In last Tuesday’s episode of Sector Spotlight, I pointed out that the other offensive sectors are still in relative downtrends and that all defensive sectors are still in relative uptrends. They (defensive) are inside the weakening quadrant, which means that their uptrends are still intact but losing traction. Given their distance from the 100-level on the JdK RS-Ratio scale, there is still a very good chance for them to curl back up and return to the leading quadrant.
But the strength in the S&P is there, which cannot be denied.
On this weekly chart, SPY is breaking above its previous high, which puts an end to the rhythm of lower highs and lower lows. It does not immediately signal a new uptrend, but merely the transition into a more sideways move.
My big question is: How sustainable is this move?

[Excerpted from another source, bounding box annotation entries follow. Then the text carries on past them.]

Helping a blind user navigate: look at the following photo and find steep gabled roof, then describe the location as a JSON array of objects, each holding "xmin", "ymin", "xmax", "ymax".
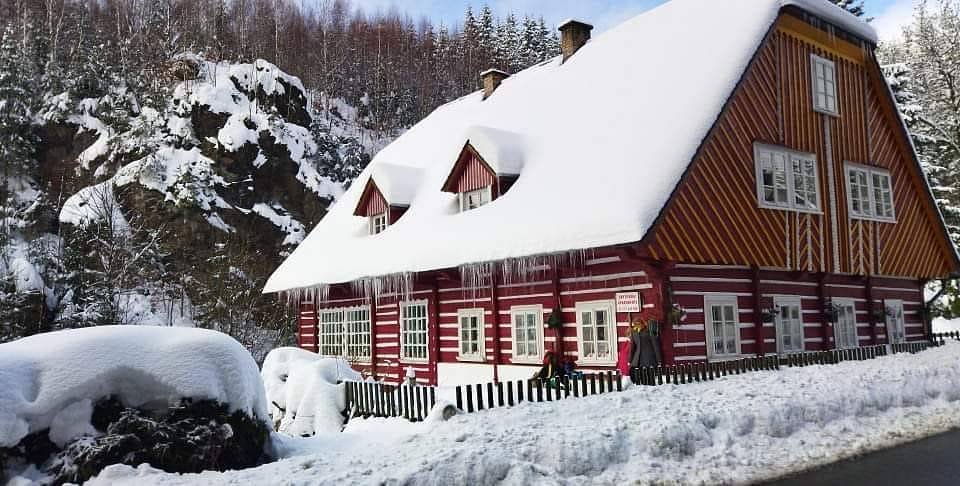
[{"xmin": 265, "ymin": 0, "xmax": 876, "ymax": 292}]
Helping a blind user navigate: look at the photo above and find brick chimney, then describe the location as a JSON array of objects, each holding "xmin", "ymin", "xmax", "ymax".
[
  {"xmin": 480, "ymin": 69, "xmax": 510, "ymax": 99},
  {"xmin": 557, "ymin": 19, "xmax": 593, "ymax": 62}
]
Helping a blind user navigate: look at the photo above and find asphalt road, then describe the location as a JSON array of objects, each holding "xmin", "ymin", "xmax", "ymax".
[{"xmin": 765, "ymin": 430, "xmax": 960, "ymax": 486}]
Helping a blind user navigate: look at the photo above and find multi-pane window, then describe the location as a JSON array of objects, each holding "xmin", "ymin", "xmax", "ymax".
[
  {"xmin": 754, "ymin": 144, "xmax": 820, "ymax": 212},
  {"xmin": 884, "ymin": 300, "xmax": 907, "ymax": 343},
  {"xmin": 457, "ymin": 309, "xmax": 484, "ymax": 361},
  {"xmin": 343, "ymin": 307, "xmax": 370, "ymax": 361},
  {"xmin": 774, "ymin": 297, "xmax": 803, "ymax": 353},
  {"xmin": 400, "ymin": 301, "xmax": 429, "ymax": 361},
  {"xmin": 510, "ymin": 306, "xmax": 543, "ymax": 363},
  {"xmin": 460, "ymin": 186, "xmax": 492, "ymax": 212},
  {"xmin": 370, "ymin": 213, "xmax": 387, "ymax": 235},
  {"xmin": 811, "ymin": 55, "xmax": 839, "ymax": 115},
  {"xmin": 577, "ymin": 301, "xmax": 617, "ymax": 363},
  {"xmin": 319, "ymin": 306, "xmax": 371, "ymax": 361},
  {"xmin": 833, "ymin": 299, "xmax": 859, "ymax": 349},
  {"xmin": 703, "ymin": 296, "xmax": 740, "ymax": 358},
  {"xmin": 847, "ymin": 163, "xmax": 896, "ymax": 221},
  {"xmin": 319, "ymin": 309, "xmax": 343, "ymax": 356}
]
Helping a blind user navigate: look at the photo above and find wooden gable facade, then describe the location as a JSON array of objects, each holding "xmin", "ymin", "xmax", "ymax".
[
  {"xmin": 644, "ymin": 10, "xmax": 957, "ymax": 278},
  {"xmin": 443, "ymin": 142, "xmax": 517, "ymax": 200}
]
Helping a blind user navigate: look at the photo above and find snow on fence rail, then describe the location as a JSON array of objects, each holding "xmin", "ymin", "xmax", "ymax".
[
  {"xmin": 344, "ymin": 381, "xmax": 437, "ymax": 422},
  {"xmin": 345, "ymin": 338, "xmax": 960, "ymax": 422},
  {"xmin": 454, "ymin": 371, "xmax": 623, "ymax": 413}
]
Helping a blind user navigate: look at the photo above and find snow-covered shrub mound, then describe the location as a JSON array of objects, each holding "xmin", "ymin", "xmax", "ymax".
[
  {"xmin": 0, "ymin": 326, "xmax": 269, "ymax": 447},
  {"xmin": 262, "ymin": 348, "xmax": 362, "ymax": 436}
]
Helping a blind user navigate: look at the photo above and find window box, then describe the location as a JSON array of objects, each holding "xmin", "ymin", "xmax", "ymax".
[
  {"xmin": 845, "ymin": 162, "xmax": 897, "ymax": 223},
  {"xmin": 457, "ymin": 309, "xmax": 486, "ymax": 361},
  {"xmin": 753, "ymin": 143, "xmax": 821, "ymax": 214},
  {"xmin": 510, "ymin": 305, "xmax": 544, "ymax": 364},
  {"xmin": 810, "ymin": 54, "xmax": 840, "ymax": 116},
  {"xmin": 400, "ymin": 300, "xmax": 430, "ymax": 363},
  {"xmin": 576, "ymin": 300, "xmax": 617, "ymax": 365}
]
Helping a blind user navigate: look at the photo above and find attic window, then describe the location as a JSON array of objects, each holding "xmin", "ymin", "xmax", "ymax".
[
  {"xmin": 370, "ymin": 213, "xmax": 388, "ymax": 235},
  {"xmin": 810, "ymin": 54, "xmax": 840, "ymax": 116},
  {"xmin": 460, "ymin": 186, "xmax": 493, "ymax": 213}
]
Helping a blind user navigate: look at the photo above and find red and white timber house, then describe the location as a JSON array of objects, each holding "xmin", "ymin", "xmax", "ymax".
[{"xmin": 266, "ymin": 0, "xmax": 960, "ymax": 384}]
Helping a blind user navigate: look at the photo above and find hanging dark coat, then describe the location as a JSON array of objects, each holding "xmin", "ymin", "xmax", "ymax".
[{"xmin": 630, "ymin": 330, "xmax": 663, "ymax": 368}]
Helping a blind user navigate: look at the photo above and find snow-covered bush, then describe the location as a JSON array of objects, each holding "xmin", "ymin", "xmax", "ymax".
[
  {"xmin": 262, "ymin": 348, "xmax": 362, "ymax": 436},
  {"xmin": 0, "ymin": 326, "xmax": 270, "ymax": 483}
]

And it is based on the observations that only a handful of stocks inside the Consumer Discretionary and Technology sectors are showing relative strength vs. their respective sector indexes.
Consumer Discretionary
The RRG above shows the tails for stocks that are at a positive (or almost) RRG heading. Applying this filter only leaves eight out of the top 50 Consumer Discretionary stocks, including heavyweights AMZN and TSLA.
Information Technology
Applying the same filter on the universe of the top 50 Technology stocks also only leaves eight tails that are moving at a strong RRG-Heading, including AAPL, which by itself is already 25% of the market cap of the sector. Only eight stocks per sector are picking up more relative strength, which makes the participation base for this rally very low.
Another way of using the RRG visualization to take a look at breadth is to plot the members of each sector not against their sector index, but against $ONE. This takes the relative component out of the graph and shows absolute price trends.
The simple interpretation is:
- LEADING: Uptrend and pushing higher on strong momentum
- WEAKENING: Uptrend but momentum getting weaker
- LAGGING: Downtrend and pushing lower on weak momentum
- IMPROVING: Downtrend but momentum is picking up
Below is an updated version of the graph, which I put together about two months ago, showing these RRGs for all sectors (and at sector level against SPY).
Looking over all these RRGs, it is very clear that the market is recovering, and there are a lot of blue tails. But it is also clear, at least imho, that that is what it is; a recovery. There are still very few green tails.
One more breadth chart that I track is the number of new 52-week highs, in combination with a 13-week (1 quarter) moving average.
The opaque red line is $NYHGHW, with its 13-week MA thick blue. As a reference, the dashed pink line is the $SPX.
The series of lower highs and lower lows in the $NYHGHW is very much intact, and the metric is at low levels from an absolute perspective. But the MA is still moving lower and not yet showing signs of a reversal. Yes, I know this is a contrarian indicator, but I also know that these types of indicators can stay low longer than you would expect.
All in all, things still keep me cautious. Only two sectors lead in terms of relative strength. Inside these sectors, only a handful of (big cap) stocks are doing the hard work. And, from a price perspective, the majority of stocks are still in a downtrend despite the recent rally in the S&P 500.
It is very well possible that the low for this move is in place, but, even if that would be the case, I expect the market to hammer out a more solid base and get broader participation to the upside. Until then, the foundation remains shaky.